My fascination for guitar began when I was a child attending kindergarten
in Vienna, where I would admire the skill of my kindergarten teacher
as she played guitar and sang. Possibly, this planted the very first
seed for what was to become a career choice in music and teaching.
A few years later, at the age of 12,
the rock band KISS
irrevocably ushered me into the world of music. This major musical
influence not only chaperoned my adolescence but also left its mark
in my musical work many years later.
I discovered the blues during my time
as an industrial apprentice.
I was 16 years old when I first picked up a guitar.
Influenced primarily by such guitarists
as John Mayall, Eric Clapton, and Mark Knopfler, I played rock &
blues music until one day I watched a video clip featuring the American
guitarist Stanley Jordan performing a jazz piece using the unusual
“tapping”
technique.
Little did I know how deeply this technique would change the way
I played guitar, and it was from this moment on that I became hooked
on jazz music.

Next to the profession I trained in,
I played in bands I founded myself for many years until I finally
left Austria for two years to study music at Berklee
College of Music in Boston.
Captivated by the sound of modern
jazz guitar music, I took private classes with various teachers,
including guitarists Joe Diorio and John Abercrombie.

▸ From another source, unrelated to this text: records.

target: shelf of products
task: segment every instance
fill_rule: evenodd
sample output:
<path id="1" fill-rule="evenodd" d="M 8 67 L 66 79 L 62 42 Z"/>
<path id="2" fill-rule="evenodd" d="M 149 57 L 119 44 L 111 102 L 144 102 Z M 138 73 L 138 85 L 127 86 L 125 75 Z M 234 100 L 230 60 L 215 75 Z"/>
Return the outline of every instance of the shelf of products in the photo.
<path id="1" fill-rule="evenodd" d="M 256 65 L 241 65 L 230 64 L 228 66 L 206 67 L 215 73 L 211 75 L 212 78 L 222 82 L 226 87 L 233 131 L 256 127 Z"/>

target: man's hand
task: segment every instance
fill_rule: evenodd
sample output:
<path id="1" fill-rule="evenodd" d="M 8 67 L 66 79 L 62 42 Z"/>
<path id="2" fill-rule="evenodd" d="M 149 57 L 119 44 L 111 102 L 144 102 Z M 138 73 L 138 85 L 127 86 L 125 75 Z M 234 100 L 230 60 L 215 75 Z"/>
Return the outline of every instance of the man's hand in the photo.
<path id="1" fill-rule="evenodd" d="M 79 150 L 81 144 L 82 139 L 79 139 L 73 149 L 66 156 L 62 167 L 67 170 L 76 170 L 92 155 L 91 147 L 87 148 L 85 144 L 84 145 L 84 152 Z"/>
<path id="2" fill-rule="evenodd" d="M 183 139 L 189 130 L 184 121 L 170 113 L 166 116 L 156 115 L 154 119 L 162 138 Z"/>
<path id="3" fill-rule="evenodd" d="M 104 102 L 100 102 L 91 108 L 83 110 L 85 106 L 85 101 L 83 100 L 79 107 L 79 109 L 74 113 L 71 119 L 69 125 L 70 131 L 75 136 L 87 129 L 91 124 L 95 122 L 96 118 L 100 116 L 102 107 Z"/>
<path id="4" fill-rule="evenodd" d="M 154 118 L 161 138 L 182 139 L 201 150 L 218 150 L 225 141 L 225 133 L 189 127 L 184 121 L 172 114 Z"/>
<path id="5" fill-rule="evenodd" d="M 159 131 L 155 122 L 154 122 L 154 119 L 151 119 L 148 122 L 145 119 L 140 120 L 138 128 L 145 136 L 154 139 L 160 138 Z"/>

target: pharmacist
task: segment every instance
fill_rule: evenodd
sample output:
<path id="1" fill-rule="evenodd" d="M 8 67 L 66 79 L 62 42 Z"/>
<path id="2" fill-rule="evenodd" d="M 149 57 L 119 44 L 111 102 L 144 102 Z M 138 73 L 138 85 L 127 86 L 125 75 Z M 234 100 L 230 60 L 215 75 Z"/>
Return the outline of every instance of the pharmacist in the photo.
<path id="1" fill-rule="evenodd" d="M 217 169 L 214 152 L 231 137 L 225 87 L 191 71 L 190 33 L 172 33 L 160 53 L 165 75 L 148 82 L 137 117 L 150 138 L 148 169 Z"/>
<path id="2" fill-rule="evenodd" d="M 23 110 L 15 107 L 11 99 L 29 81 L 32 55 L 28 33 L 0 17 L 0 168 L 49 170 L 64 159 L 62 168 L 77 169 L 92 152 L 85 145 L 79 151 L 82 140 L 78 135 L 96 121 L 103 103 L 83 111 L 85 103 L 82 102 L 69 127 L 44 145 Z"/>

Upon my return
to Vienna, I graduated from the University
of Music and Arts in Graz where I majored in jazz
guitar.
During
jam sessions in various Viennese clubs, I developed an affinity
for Brazil and had the pleasure of being invited
to play concerts in Fortaleza, Brazil, two summers long. During
this time, Ernst Ritsch, who studied guitar with me, founded the
Vienna Music Institute, a pop/jazz academy of music, where I have
been teaching since Spring 2000, in addition to my teaching at the
Association of Music in the Upper Waldviertel.
The Millennium brought a turning point
in my career as an artist. I launched the pop/jazz project “Camena”,
featuring me on guitar and for which I authored both the music and
lyrics.
Together, my duo partner Anne-Maria Höller and I published
the first album Camena “servant
of my soul” (2001). This
was then followed by a series of concerts, first in a duo formation
with just the two of us and finally in a trio which included the
percussionist Farid Al-Shami.
Aside from the live performances with
Camena, I found myself breaking new musical ground elsewhere: As
a consequence, I was booked for the contemporary
theater/opera productions “The Little Match
Girl” (2003), “The Threepenny Opera” (2004), “The
Seven Deadly Sins” (2005) and “The Knot Garden”
(2005) featuring as guitar and banjo player.
Influenced by the world of theatre,
new songs were born, resulting in the release of the second
album “camena to the fallen” (2005).
This time I invited a select crew of guest musicians and vocalists,
including New York jazz singer, Dean
Bowman, Broadway Musical singer, Drew
Sarich, the Viennese bass player, Volker
Wadauer and
the Swiss avant-garde cellist, Clementine Gasser
to participate in the album’s
production.
Aside from Dean
Bowman, the line-up for the live concerts that follow
(including Stadtfest Wien, Ö1 Bühne am Donauinselfest,
Porgy & Bess, Joe Zawinul’s Birdland, etc.), feature such
performers as jazz/soul vocalist Patrizia
Ferrara and English rock/musical singer Rob
Fowler.
As part of a professional continuing education I postgraduated in summer 2013 following a three-year PhD - doctorate study at the Institute for Jazz Research at the Art University Graz/Austria.
My thesis explores austrian jazz guitarist Karl Ratzer´s characteristic musical content or qualitative musical features and individual method of learning and playing.